CEABiGR Part 2

Trying to tune the sPLS

Based on my initial sPLS results, I needed to separate male and female samples and run individual analyses to understand the relationship between pH, exon methylation, and expression.

I extracted the female data expression and methylation data and filtered it the same I did the larger dataset: removed exons with any missing values for any sample and lowly variable exons:

exonMethylationFem <- exonMethylationMod %>%
  filter(., grepl("F", rownames(.), fixed = TRUE)) %>%
  t(.) %>%
  as.data.frame(.) %>%
  rownames_to_column("exon") %>%
  drop_na(.) %>%
  rowwise() %>%
  mutate(range = max(c_across(where(is.numeric))) - min(c_across(where(is.numeric)))) %>%
  column_to_rownames("exon") %>%
  filter(., range > 10) %>%
  select(., !range) %>%
  t(.) %>%
  as.data.frame(.)

After filtering the data, I went through the process of tuning parameters described in the mixOmics manual. Before I could run an sPLS, I needed to ensure that the parameters I was using were appropriate for the data. The first parameter I tested was the number of components to include in the analysis. I ran a PLS with the female data, specifying ncomp = 4 for four components.

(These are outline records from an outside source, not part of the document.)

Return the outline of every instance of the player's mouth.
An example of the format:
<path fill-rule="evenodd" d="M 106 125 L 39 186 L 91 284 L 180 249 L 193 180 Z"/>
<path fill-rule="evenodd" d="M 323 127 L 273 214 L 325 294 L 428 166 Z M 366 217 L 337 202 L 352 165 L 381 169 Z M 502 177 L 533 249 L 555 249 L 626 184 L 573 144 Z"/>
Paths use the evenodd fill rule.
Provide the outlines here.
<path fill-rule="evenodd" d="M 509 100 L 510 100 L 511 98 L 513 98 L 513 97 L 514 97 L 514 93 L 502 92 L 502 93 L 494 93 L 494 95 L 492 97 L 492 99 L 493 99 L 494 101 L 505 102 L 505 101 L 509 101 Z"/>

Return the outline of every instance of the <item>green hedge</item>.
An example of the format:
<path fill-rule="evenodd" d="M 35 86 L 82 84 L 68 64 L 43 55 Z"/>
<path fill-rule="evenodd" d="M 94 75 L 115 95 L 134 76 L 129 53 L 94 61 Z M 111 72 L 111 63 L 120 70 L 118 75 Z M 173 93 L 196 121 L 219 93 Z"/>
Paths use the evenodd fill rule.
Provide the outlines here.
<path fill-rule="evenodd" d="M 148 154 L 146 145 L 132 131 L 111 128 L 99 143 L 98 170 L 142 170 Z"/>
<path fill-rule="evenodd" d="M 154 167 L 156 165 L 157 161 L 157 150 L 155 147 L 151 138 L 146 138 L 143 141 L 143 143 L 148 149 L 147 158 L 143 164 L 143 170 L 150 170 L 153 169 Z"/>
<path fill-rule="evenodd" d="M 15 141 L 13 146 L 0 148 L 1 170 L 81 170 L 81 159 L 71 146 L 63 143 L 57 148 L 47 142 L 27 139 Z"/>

exonResult.plsFem <- pls(exonMethylationFem, exonExpressionFem, ncomp = 4) #Run a PLS with a sufficient number of components

I then tried to test the significance of these components using perf, which supplies a k-fold cross-validation:

exonPerf.plsFem <- perf(exonResult.plsFem, validation = "Mfold", folds = 10,
                     progressBar = FALSE, nrepeat = 1000) #Use perf for repeated k-fold cross-validation to determine the number of components that should be included

Unfortunately, R Studio crashed! Around the time I started running the code, raven needed to be rebooted. I tried the code again and R Studio still crashed, so it wasn’t just computer rebooting that caused the issue. I tried running perf again with folds = 3 and nrepeat = 100 to see if I could reduce processing power, but I still ended up crashing R Studio. I tried these things over a few weeks when I had time, so the saga was really prolonged.

At this point, I posted this discussion to get insight from Sam and Steven. Sam confirmed that raven did not have enough processing power to handle the perf command, and suggested running the code on the R Studio server on mox instead.

Before moving over to mox completely, I decided to try running the same commands using a subset of the data to troubleshoot the code. This way, I could let code run on mox without having to fix errors. Turns out using a subset didn’t work, since mixOmics needs a substantial number of overlapping exons in both methylation and expression datasets! I kept running into errors, so I tried messing around with tuning X and Y. This also lead to R Studio crashing, even when using two components, two folds, and only ten repeats. Yikes.

Looks like I have to use mox no matter what! But first, I’ll focus on updating the paper with foundational methods and results so when I return to this analysis it has a clear purpose.

Going forward

  1. Update foundation methods
  2. Update foundation results
  3. Revise with new expression data from Ariana
  4. Tune sPLS parameters
  5. Run sex-specific SPLS
  6. Identify drivers
Written on April 14, 2022